The present invention is directed to the field of monitoring tissue viability during surgical retraction, using an optical sensor module integrated within a surgical device.
Every year there are approximately 13.8 million neurosurgery cases worldwide. When surgical targets are below the surface of the brain, healthy brain tissue must be moved out of the way in a process called retraction. Tissue retractors are used during surgery to provide access to surgical targets, such as tumours or vessel malformations. Continuous retraction pressure over long intervals can lead to reduced local tissue perfusion and potential tissue damage; this is especially true in brain or nerve tissue which lacks the capacity for recovery after re-perfusion. In fact, over 40% of patients who undergo retraction may suffer brain injuries from the pressure applied to the healthy brain tissue during the procedure, no matter how careful the surgeon is. Similarly, when surgery involves the retraction of tissue around nerves, or nervous tissue itself, one of the major causes of sensory disturbance is due to the reduction of the metabolic supply to the nervous tissue from mechanical trauma.
It would be desirable to provide an indication to surgeons that would warn of potential tissue damage due to retraction, so that a retractor could be released or re-positioned. There have been tools developed to measure the local pressure applied to brain and nervous tissue during retraction, but they have not been widely adopted due to their size, complexity, or other limitations.
Previous inventions have used pneumatic, piezoelectric, capacitive, strain gauge, or other such electromechanical systems to estimate the amount of force or pressure applied to tissue during the retraction process. These pressure-measuring systems add considerable bulk and size to the retractor blades. This makes it difficult to produce a small, simple, compact retractor that can measure all the parameters such as applied pressure, heart rate, and blood oxygenation of retracted tissue. Ideally, such a retractor would be compact, inexpensive, and temporally responsive (providing real time pressure measurements), as nervous tissue is very sensitive to injury during surgical procedures.
Photoplethysmography (PPG) is a technique that uses reflected or transmitted optical signals to provide physiological measurements of oxygenation and pulse rate. Contact pressure is considered to be an undesirable confounding factor that affects the quality of PPG signals when PPG is used to monitor vital signs, and the relationship between contact pressure and the properties of the reflected or transmitted optical signal is complex.

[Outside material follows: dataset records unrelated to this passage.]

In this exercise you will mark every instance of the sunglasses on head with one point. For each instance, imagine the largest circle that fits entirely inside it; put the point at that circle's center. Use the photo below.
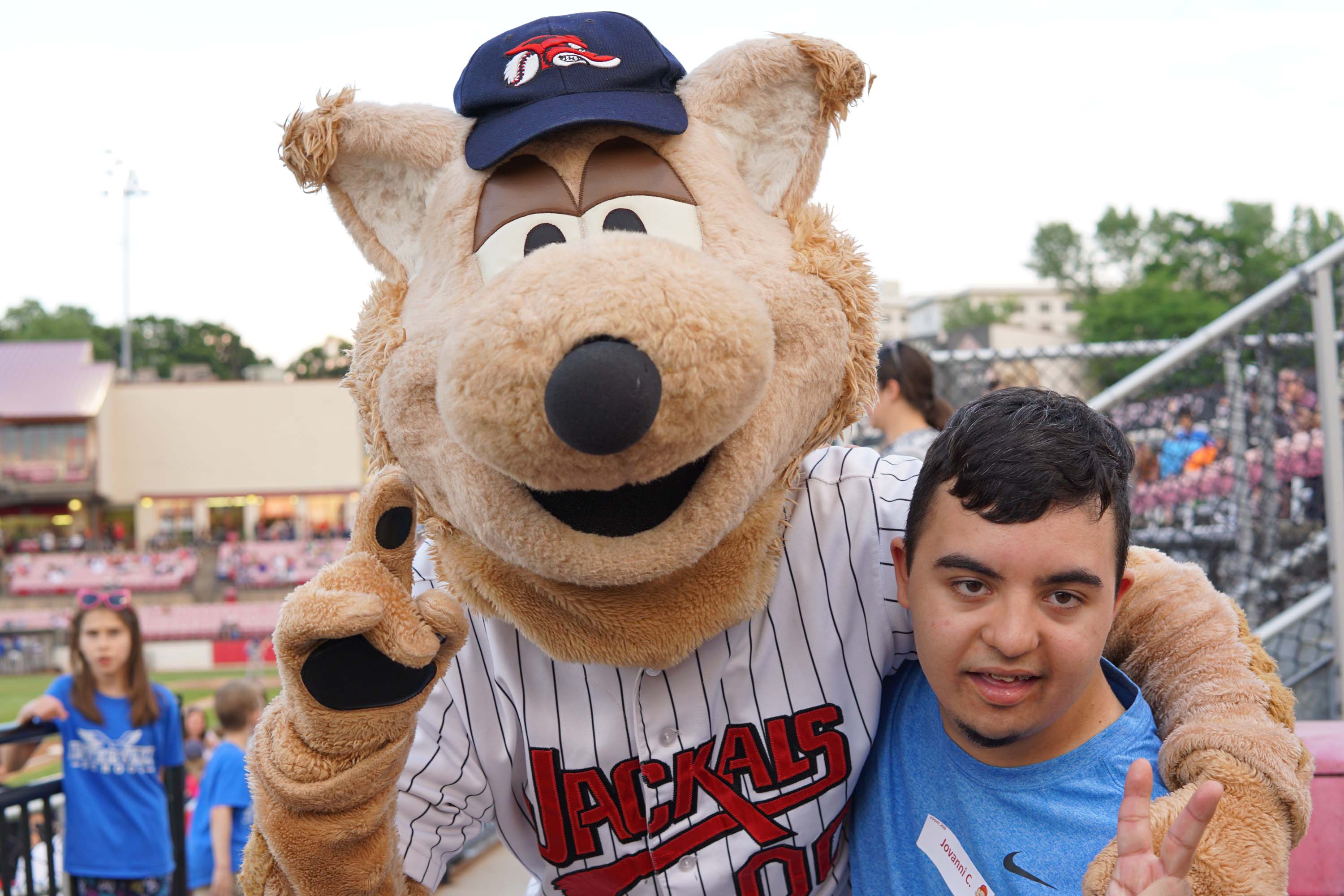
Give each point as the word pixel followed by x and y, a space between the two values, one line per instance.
pixel 88 599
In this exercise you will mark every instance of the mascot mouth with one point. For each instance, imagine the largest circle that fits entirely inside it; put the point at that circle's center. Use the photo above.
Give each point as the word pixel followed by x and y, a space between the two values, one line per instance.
pixel 625 511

The current invention takes advantage of this complex relationship between contact pressure and reflected or transmitted light signal to deduce the applied pressure to tissue during surgical retraction. Reflected or transmitted light (at multiple wavelengths) is analysed in real time to provide a continuous estimate of applied pressure, using an ultra-miniature optical sensor module that is small enough to be embedded directly within a retractor or other surgical device.
The invention described is a system and method where one or more light sources and optical sensors are integrated within a medical device (e.g., a tissue retractor), that presses against tissue, and the optical signals received by the sensor(s) are used to derive the pressure applied by the medical device on the tissue. The complex relationship between the optical signals and the applied pressure may be modeled through conventional regression analysis or through machine-learning algorithms.
In one embodiment, LED light sources at multiple wavelengths are embedded in the tip of the medical device and the reflected light signal is acquired as a time series by a sensitive photodiode.
A pre-determined numerical algorithm is used to predict the applied pressure, based on analysis of the time-varying optical signals, and a warning (e.g., auditory and/or visual) is provided to the surgeon if the pressure exceeds an operator-specified limit (in pressure, time, or a combination of the two).
In some embodiments, a system for measuring pressure exerted on a tissue is provided. The system comprises: a medical device that exerts pressure on the tissue when the medical device is in contact with the tissue; one or more optical sources coupled to the medical device, the one or more optical sources configured to direct an incident light signal to the tissue during operation of the medical device; one or more optical sensors coupled to the medical device, the one or more optical sensors configured to receive and measure light-intensity, as a function of time, of a reflected and/or transmitted light signal that is reflected and/or transmitted from the tissue during the operation of the medical device; a processor in electronic communication with the one or more optical sensors, the processor provided with machine-executable instructions to analyze the light-intensity as a function of the time to derive the pressure that the medical device exerts on the tissue at any given time; and, one or more output devices for reporting information about the pressure the device exerts on the tissue at any given time.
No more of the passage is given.